1. Sonder les besoins des salariés

« La semaine de 4 jours apparaît aujourd’hui comme une solution RH miracle : mais est-elle adaptée à mon entreprise ? » : c’est la première question à se poser selon Marie-Sophie Zambeaux, fondatrice du cabinet ReThinkRH et experte du Lab. Comment ? « Il faut consulter les salariés via un sondage interne pour savoir s’ils adhèrent au concept, et connaître leurs attentes réelles. Ils doivent pouvoir s’exprimer librement sur le sujet, émettre des réserves, souligner des difficultés ou encore proposer des idées. » Cette étape d’écoute permet également d’acculturer les équipes : « Beaucoup de personnes ne connaissent pas cette organisation du travail, ce qu’elle implique, ses conséquences. Il est donc essentiel de pouvoir exposer les modalités de la manière la plus exhaustive possible ».

2. Mener une « enquête » externe approfondie

L’idée de cette veille est de comprendre les différentes formes d’organisation, les difficultés rencontrées par les entreprises pionnières, les meilleures démarches de déploiement ou encore les écueils afin de se forger une opinion. Quelques pistes à explorer : LDLC, Welcome to the Jungle, Structa, Mozoo, URSSAF Picardie, Elmy… Ne pas hésiter à prendre contact avec les responsables de la réorganisation pour glaner leur vision et retour d’expérience. En effet, certains impacts, notamment sur le business (« une baisse potentielle de mon résultat de 10 % »), sont à appréhender à court terme comme le souligne Laurent de la Clergerie, président du directoire du Groupe LDLC et initiateur de la semaine de 4 jours sans perte de salaire, dans un article Malakoff Humanis. C’est aussi une opportunité d’échafauder un argumentaire pour la communication auprès des équipes.

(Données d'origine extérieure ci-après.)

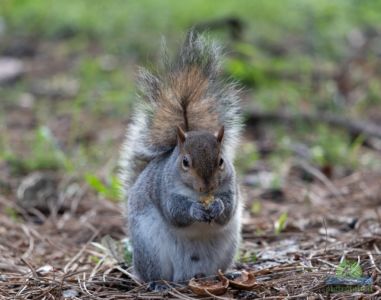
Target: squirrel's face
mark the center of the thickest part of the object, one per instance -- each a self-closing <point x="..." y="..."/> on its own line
<point x="200" y="163"/>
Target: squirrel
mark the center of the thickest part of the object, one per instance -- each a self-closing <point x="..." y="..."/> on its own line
<point x="183" y="205"/>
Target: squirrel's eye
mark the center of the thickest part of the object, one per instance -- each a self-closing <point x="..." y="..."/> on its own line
<point x="221" y="163"/>
<point x="185" y="163"/>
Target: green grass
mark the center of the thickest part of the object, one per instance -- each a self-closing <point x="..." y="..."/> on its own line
<point x="101" y="42"/>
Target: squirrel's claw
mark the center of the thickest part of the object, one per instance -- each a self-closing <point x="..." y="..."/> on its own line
<point x="216" y="209"/>
<point x="199" y="213"/>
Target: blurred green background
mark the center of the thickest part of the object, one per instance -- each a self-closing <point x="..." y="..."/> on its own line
<point x="67" y="107"/>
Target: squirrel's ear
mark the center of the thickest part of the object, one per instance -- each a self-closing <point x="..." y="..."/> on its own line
<point x="181" y="135"/>
<point x="220" y="134"/>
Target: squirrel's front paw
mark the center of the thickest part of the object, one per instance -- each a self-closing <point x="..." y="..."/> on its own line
<point x="198" y="213"/>
<point x="216" y="209"/>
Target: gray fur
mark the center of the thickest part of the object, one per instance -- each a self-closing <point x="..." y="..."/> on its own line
<point x="137" y="150"/>
<point x="168" y="227"/>
<point x="173" y="236"/>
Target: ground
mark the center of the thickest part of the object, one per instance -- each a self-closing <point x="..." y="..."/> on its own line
<point x="311" y="186"/>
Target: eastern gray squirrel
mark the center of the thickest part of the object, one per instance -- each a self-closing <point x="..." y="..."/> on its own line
<point x="183" y="204"/>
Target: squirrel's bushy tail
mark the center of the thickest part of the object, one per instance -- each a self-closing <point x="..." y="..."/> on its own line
<point x="188" y="93"/>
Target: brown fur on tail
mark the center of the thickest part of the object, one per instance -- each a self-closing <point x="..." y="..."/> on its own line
<point x="183" y="102"/>
<point x="187" y="93"/>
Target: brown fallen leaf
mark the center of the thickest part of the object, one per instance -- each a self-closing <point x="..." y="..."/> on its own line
<point x="205" y="287"/>
<point x="243" y="281"/>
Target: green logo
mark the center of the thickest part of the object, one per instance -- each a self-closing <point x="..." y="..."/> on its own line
<point x="349" y="269"/>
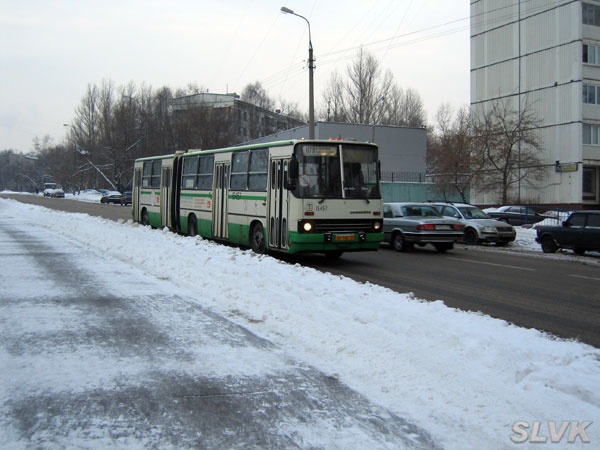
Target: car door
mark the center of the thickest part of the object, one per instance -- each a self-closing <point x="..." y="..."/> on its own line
<point x="591" y="232"/>
<point x="571" y="235"/>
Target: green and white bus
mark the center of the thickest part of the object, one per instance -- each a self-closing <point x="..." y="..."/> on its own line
<point x="291" y="196"/>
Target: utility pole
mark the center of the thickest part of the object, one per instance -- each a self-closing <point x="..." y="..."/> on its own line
<point x="311" y="68"/>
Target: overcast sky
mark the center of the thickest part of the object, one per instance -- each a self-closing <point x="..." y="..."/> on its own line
<point x="51" y="50"/>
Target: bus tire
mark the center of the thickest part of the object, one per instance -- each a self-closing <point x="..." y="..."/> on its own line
<point x="145" y="219"/>
<point x="257" y="239"/>
<point x="192" y="226"/>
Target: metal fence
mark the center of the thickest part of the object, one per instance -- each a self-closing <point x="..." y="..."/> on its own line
<point x="404" y="177"/>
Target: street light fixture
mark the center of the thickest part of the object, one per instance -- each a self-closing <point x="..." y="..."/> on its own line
<point x="311" y="67"/>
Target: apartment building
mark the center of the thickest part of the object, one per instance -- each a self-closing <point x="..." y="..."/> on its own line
<point x="545" y="53"/>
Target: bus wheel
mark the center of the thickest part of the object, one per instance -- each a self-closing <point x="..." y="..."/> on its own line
<point x="192" y="226"/>
<point x="257" y="239"/>
<point x="145" y="219"/>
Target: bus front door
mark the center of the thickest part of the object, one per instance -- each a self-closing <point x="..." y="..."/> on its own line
<point x="165" y="198"/>
<point x="220" y="194"/>
<point x="278" y="205"/>
<point x="135" y="194"/>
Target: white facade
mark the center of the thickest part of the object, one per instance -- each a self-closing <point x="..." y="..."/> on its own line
<point x="533" y="50"/>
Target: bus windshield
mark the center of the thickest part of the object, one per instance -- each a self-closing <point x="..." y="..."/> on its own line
<point x="337" y="171"/>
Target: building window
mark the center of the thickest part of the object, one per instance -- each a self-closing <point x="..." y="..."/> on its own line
<point x="590" y="134"/>
<point x="590" y="94"/>
<point x="589" y="183"/>
<point x="591" y="54"/>
<point x="591" y="14"/>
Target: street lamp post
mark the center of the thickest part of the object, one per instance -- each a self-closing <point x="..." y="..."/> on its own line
<point x="140" y="123"/>
<point x="311" y="67"/>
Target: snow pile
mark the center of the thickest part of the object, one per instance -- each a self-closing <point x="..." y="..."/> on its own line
<point x="464" y="377"/>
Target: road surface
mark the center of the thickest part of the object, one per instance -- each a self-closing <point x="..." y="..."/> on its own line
<point x="559" y="295"/>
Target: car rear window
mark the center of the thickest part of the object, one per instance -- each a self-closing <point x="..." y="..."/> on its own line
<point x="419" y="211"/>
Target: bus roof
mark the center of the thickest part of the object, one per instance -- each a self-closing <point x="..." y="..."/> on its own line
<point x="250" y="147"/>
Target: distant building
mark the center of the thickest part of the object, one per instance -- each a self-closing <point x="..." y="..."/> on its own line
<point x="248" y="121"/>
<point x="402" y="150"/>
<point x="549" y="53"/>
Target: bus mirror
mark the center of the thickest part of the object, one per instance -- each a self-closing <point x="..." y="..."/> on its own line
<point x="290" y="183"/>
<point x="293" y="169"/>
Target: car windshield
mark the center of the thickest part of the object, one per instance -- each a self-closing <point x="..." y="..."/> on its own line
<point x="419" y="211"/>
<point x="337" y="171"/>
<point x="473" y="213"/>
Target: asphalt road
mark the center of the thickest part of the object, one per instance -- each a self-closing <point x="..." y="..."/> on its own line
<point x="89" y="364"/>
<point x="560" y="295"/>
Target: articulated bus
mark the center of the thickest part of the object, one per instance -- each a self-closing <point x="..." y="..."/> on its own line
<point x="292" y="196"/>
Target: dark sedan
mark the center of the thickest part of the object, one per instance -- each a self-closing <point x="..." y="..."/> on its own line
<point x="406" y="224"/>
<point x="580" y="232"/>
<point x="111" y="197"/>
<point x="517" y="215"/>
<point x="126" y="198"/>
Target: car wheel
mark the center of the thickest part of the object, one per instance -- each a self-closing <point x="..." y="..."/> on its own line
<point x="471" y="237"/>
<point x="192" y="226"/>
<point x="443" y="246"/>
<point x="145" y="218"/>
<point x="257" y="239"/>
<point x="548" y="244"/>
<point x="399" y="243"/>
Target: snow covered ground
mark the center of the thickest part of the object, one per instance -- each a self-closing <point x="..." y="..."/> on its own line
<point x="466" y="378"/>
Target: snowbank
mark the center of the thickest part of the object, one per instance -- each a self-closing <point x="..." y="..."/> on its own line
<point x="464" y="377"/>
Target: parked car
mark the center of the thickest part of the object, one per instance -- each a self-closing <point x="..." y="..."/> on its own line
<point x="517" y="215"/>
<point x="111" y="197"/>
<point x="580" y="232"/>
<point x="406" y="224"/>
<point x="53" y="190"/>
<point x="126" y="198"/>
<point x="479" y="227"/>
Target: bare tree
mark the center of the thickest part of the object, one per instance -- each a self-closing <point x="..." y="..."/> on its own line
<point x="449" y="155"/>
<point x="369" y="96"/>
<point x="255" y="94"/>
<point x="333" y="97"/>
<point x="507" y="145"/>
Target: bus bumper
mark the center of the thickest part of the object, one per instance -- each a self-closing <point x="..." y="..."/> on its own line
<point x="325" y="242"/>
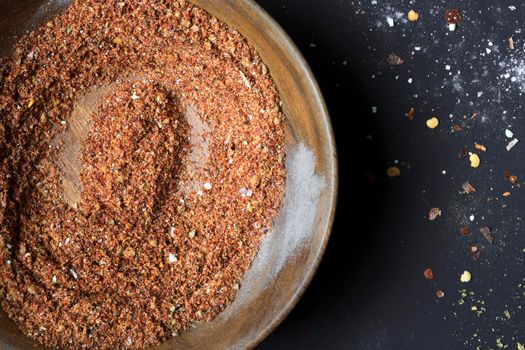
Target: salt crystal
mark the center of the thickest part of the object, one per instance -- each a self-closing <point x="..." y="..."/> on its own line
<point x="292" y="228"/>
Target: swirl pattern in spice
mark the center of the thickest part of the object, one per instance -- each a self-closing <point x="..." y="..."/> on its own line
<point x="181" y="173"/>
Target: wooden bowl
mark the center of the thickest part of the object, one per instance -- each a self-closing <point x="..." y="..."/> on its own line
<point x="281" y="272"/>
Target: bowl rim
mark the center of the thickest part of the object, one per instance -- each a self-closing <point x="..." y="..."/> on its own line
<point x="303" y="66"/>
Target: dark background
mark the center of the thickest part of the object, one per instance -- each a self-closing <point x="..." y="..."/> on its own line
<point x="370" y="292"/>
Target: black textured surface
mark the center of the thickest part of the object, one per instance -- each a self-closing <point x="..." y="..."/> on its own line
<point x="369" y="292"/>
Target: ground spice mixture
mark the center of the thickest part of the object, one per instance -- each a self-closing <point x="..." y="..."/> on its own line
<point x="182" y="173"/>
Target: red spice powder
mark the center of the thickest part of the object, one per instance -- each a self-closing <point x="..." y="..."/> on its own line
<point x="182" y="173"/>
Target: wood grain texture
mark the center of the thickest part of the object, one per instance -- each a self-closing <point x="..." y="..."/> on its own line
<point x="273" y="297"/>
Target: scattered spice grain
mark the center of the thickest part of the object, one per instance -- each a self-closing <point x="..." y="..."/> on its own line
<point x="434" y="213"/>
<point x="486" y="232"/>
<point x="429" y="274"/>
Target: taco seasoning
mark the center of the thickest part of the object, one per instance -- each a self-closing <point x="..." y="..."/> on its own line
<point x="180" y="172"/>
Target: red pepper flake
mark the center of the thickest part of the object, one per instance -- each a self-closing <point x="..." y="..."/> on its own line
<point x="429" y="274"/>
<point x="465" y="231"/>
<point x="453" y="16"/>
<point x="487" y="233"/>
<point x="434" y="213"/>
<point x="468" y="188"/>
<point x="512" y="178"/>
<point x="463" y="152"/>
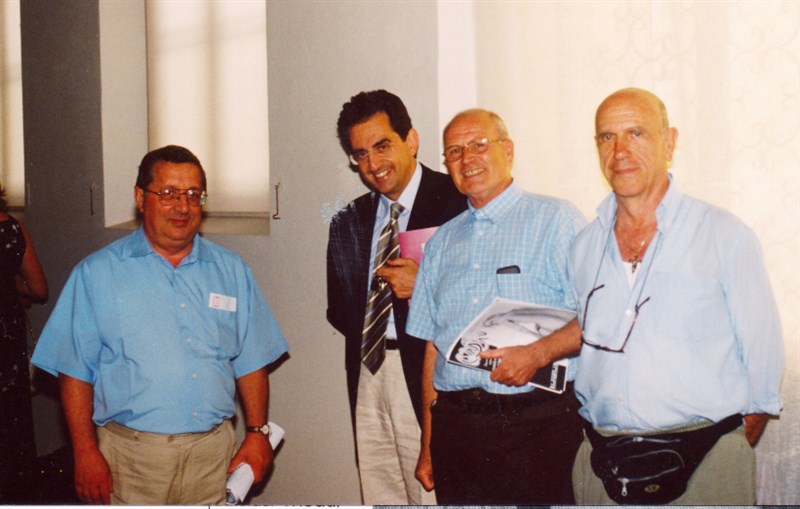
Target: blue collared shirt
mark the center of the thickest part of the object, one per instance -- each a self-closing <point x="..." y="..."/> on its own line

3. Réaliser une étude interne de faisabilité et d’impacts

Cette compréhension des impacts externes doit être appliquée à l’écosystème de l’entreprise : « Il s’agit d’analyser les effets sur les salariés, les clients et l’activité de manière générale, en s’interrogeant tout particulièrement sur les avantages, les inconvénients, les coûts associés, l’effet sur la productivité et la pérennité de l’organisation », souligne Marie-Sophie Zambeaux.
Quelques questions clés à se poser :

  • Est-il vraiment possible que l’entreprise travaille 4 jours sans se mettre en péril ?
  • Faut-il assurer une continuité de service opérationnelle et commerciale, et rester joignable 5 jours sur 7 ?
  • Quel sera l’impact sur les délais de production ? Quid des délais de réponse aux clients ?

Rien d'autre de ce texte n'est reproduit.